PTI decides to join Parliament after seven-month boycott

Updated 05 Apr 2015


"We will join he assemblies and play the role of a true opposition," says Imran Khan. AFP/File
"We will join he assemblies and play the role of a true opposition," says Imran Khan. AFP/File

ISLAMABAD: Pakistan Tehreek-i-Insaf (PTI) on Sunday decided to join parliament after almost seven months of absence from the National Assembly and provincial assemblies of Punjab and Sindh.

Speaking to reporters after emerging from a huddle with the parties core policy makers, PTI Chairman Imran Khan said, "We have decided to attend the joint session of Parliament tomorrow. The Yemen issue is very important... I will attend myself and present my party's point of view."

The PTI Central Executive Committee (CEC) met today to discuss the party's fate in the national and provincial assemblies after the government granted its demand of a judicial commission to probe alleged rigging in the May 2013 general elections.

"Pakistan is already paying the price for being involved in someone else’s war," he added, reiterating his earlier stance that Pakistan should not involve itself in the Yemen conflict despite Saudi Arabia's pressure to do so.

Read: PTI’s litmus test lies before election tribunal, not in resignations

Later, Khan touched upon his party's participation in the national and provincial assemblies. "We will join the assemblies and play the role of a true opposition."

He harked back to the reasons behind his call for PTI MNA's resignations. "Why did we march from Lahore on August 14?" he asked, referring to his protracted anti-government campaign launched last year in August to demand an investigation into alleged election fraud.

"Now the decision for the formation of the judicial commission has come," he said. He also explained that the CEC members debated whether the party should wait to join the assemblies until the commission was actually formed, as opposed to the current status of the promulgation of the ordinance.

Read: Editorial on PTI's resignation from Assembly

He said that the joint session on Yemen — which the prime minister has summoned tomorrow (Monday) to discuss Pakistan's role in the Middle East situation — was a major factor behind the decision to re-join Parliament.

Earlier, PTI MNA Dr. Azhar Jadoon told that the CEC of the party collectively agreed on the decision to join the parliament.

Jadoon said that a majority of PTI lawmakers were in favour of returning to the National Assembly after promulgation of the ordinance as they believe that major demand of PTI has been met regarding the Judicial Commission to probe the allegations of the rigging in the general elections of May 2013.

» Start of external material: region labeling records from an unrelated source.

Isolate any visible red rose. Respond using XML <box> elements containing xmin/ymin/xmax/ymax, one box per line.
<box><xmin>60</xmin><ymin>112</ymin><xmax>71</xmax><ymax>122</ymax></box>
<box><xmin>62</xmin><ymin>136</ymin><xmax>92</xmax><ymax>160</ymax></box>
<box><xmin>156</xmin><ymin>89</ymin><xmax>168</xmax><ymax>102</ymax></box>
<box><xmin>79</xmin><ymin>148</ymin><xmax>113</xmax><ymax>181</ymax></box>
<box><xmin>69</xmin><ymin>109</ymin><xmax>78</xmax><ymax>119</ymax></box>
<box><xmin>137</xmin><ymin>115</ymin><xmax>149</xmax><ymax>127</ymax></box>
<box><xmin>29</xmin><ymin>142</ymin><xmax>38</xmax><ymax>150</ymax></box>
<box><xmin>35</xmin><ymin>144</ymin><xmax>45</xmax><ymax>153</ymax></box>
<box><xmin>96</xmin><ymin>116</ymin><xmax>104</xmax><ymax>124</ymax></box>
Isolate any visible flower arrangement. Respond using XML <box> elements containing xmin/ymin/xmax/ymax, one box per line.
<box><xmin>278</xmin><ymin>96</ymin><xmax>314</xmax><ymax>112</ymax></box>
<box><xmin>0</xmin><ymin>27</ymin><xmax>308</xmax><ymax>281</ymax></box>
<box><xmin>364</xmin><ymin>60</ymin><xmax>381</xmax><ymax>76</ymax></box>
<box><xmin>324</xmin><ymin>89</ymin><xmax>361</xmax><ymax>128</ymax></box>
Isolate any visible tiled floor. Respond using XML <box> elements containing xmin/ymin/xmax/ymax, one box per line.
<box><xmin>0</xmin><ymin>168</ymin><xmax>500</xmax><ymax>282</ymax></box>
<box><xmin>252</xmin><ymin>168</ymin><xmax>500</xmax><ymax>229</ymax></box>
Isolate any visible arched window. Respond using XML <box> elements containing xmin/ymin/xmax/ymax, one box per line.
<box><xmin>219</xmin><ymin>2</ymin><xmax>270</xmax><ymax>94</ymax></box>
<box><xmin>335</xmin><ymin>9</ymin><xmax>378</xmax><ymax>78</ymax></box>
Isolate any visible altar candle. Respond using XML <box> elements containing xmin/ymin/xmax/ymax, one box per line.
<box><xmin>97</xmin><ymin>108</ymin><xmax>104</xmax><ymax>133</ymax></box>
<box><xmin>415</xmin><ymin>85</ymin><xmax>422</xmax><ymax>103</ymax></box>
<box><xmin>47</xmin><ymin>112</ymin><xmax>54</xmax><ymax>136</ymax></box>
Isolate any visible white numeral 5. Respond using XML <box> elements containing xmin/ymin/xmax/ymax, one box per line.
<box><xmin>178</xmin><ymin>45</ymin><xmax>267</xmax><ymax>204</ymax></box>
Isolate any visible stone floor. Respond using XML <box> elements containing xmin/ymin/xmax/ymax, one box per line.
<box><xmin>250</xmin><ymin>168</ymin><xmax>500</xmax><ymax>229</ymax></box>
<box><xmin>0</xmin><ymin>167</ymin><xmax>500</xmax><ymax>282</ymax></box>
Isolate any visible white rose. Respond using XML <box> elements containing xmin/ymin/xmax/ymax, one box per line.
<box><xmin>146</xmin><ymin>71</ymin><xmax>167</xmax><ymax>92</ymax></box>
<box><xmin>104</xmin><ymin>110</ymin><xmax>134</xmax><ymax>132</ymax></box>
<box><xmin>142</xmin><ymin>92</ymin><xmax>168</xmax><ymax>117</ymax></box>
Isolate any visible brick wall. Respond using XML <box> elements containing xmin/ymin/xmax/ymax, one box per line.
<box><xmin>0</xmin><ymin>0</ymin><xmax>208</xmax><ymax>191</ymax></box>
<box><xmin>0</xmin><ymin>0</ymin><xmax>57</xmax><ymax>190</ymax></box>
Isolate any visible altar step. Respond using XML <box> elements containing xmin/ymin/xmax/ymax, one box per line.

“Some MNA’s of the PTI also opposed the decision of the CEC as they believe that the party should wait until the actual formation of the commission because only an ordinance has been promulgated until now,” the PTI MNA added.

PTI announced on August 18 last year that it would boycott the national and provincial assembles as all other options of relief against alleged election rigging were exhausted.

With the PTI out of the assembly, NA Speaker Ayaz Sadiq — the same successful candidate who’s constituency Khan alleges was rigged in the election — was under pressure to end the impasse swiftly and amicably.

Sadiq was caught between making a decision on the already-submitted PTI resignations and acceding to requests to delay their acceptance, so that a political solution could be negotiated.

Ultimately, the speaker maintained that unless he could personally verify each member’s intent to resign -- as stipulated in Rule 43(2) B of the Rules of Procedure and Conduct of the National Assembly, 2007 -- he would not proceed.

Later, Sadiq informed the Election Commission of Pakistan (ECP) that he was unable to confirm the “genuineness” of the resignations submitted by legislators belonging to the PTI.

“I am directed to further inform you that in spite of our consistent efforts, the members of the PTI whose resignations were received in this secretariat have avoided to come forward to verify the genuineness and voluntary nature of their resignations,” said a letter sent by the speaker to the ECP end October last year.